Looking at the logs I see the following error has been logged 8 times:
You will have to let sidekiq do its job. It can take quite a while to empty the queue and you might see some problems until the larger jobs got a chance to complete for the first time. After an import that’s to be expected. Rebooting won’t do you much good. The only thing that helps are more and faster CPUs. Then you could tweak the number of sidekiq workers… otherwise you’ll need lots of patience.
Thanks @gerhard (again!) the problem I’m facing though is the sites down until I run the reboot / rebuild. But then it goes down almost immediately, so sidekiq can’t run?
Let it run a couple of uninterrupted hours (e.g. over night). The site should start working again after some jobs finished in the background. I’ve seen the same behavior multiple times on some of the slower droplets.
Job exception: MISCONF Redis is configured to save RDB snapshots, but is currently not able to persist on disk. Commands that may modify the data set are disabled. Please check Redis logs for details about the error.
Would this be related or am I staring at yet another issue? There’s plenty of memory available:
So I’ve let it run overnight and the number of queued jobs have increased from 1,362,215 to 1,397,195 and again as soon as I reboot / rebuild to be able to view the sidekiq dashboard within seconds the site falls over and returns 500 errors.
Can the sidekiq worker run if the site is returning 500 errors?
Hmm, I would have expected it to start working again. Something is not right…
Sidekiq should be working in the background even though the server returns errors. An increasing number of enqueued jobs could be normal, as long the the count of processed jobs increased over night as well. Did it?
You could try taking a look at Sidekiq in the rails console:
The processed jobs aren’t increasing whilst the server is down. Each time I do a reboot / rebuild the process jobs increase for the 25-30 seconds the server is up, then they stop. When I do another reboot / rebuild cycle the number of processed jobs is the same as when the server crashes.
When I run
./launcher enter app
rails c
I see the same MISCONF Redis error:
# rails c
bundler: failed to load command: pry (/var/www/discourse/vendor/bundle/ruby/2.4.0/bin/pry)
Redis::CommandError: MISCONF Redis is configured to save RDB snapshots, but is currently not able to persist on disk. Commands that may modify the data set are disabled. Please check Redis logs for details about the error.
Would exporting the Discourse database and building another fresh install, then importing the data be a sensible route?
@gerhard thank you again for your assistance! Upgrading the RAM has got the site running, feels like such an obvious solution! I was relying on the DO dashboard that was telling me the servers RAM was only at 60% capacity, lesson learned there!

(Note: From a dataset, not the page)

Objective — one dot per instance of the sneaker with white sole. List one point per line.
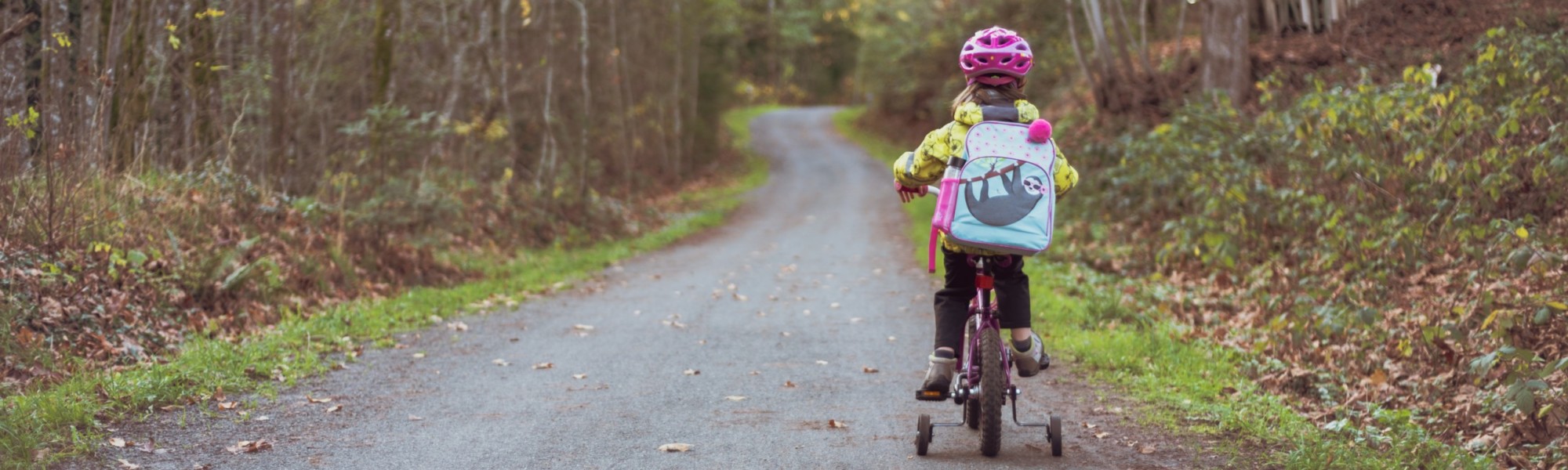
(1033, 361)
(940, 375)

It’s been running for 30 minutes without issue and sidekiq has worked through 20k of the 1.5m queued items!
This seems extreme now! We’re running an 8 GB / 4 core DO droplet that’s getting no traffic and the site keeps falling over. Is this likely to be down to the sidekiq queue? The queue is currently at 3.1 million records and growing, it’s processed 600k in the last 36 hours with all our outages.
# free -m
total used free shared buff/cache available
Mem: 7983 4728 132 1622 3122 1338
Swap: 2047 30 2017
We’re running UNICORN_WORKERS 8
At it’s current process rate of 10 queued items a second, provided the serve stays up we’re looking at a further 86 hours. We imported around 220,000 posts, do these numbers/times seem normal?
I’m not familiar with the topic_notification_level_changed job. Is that the one that’s keeping your Unicorn workers busy? 10 jobs/second is very slow - I only experienced that when rebaking posts with a lot of graphics in them that needed resizing.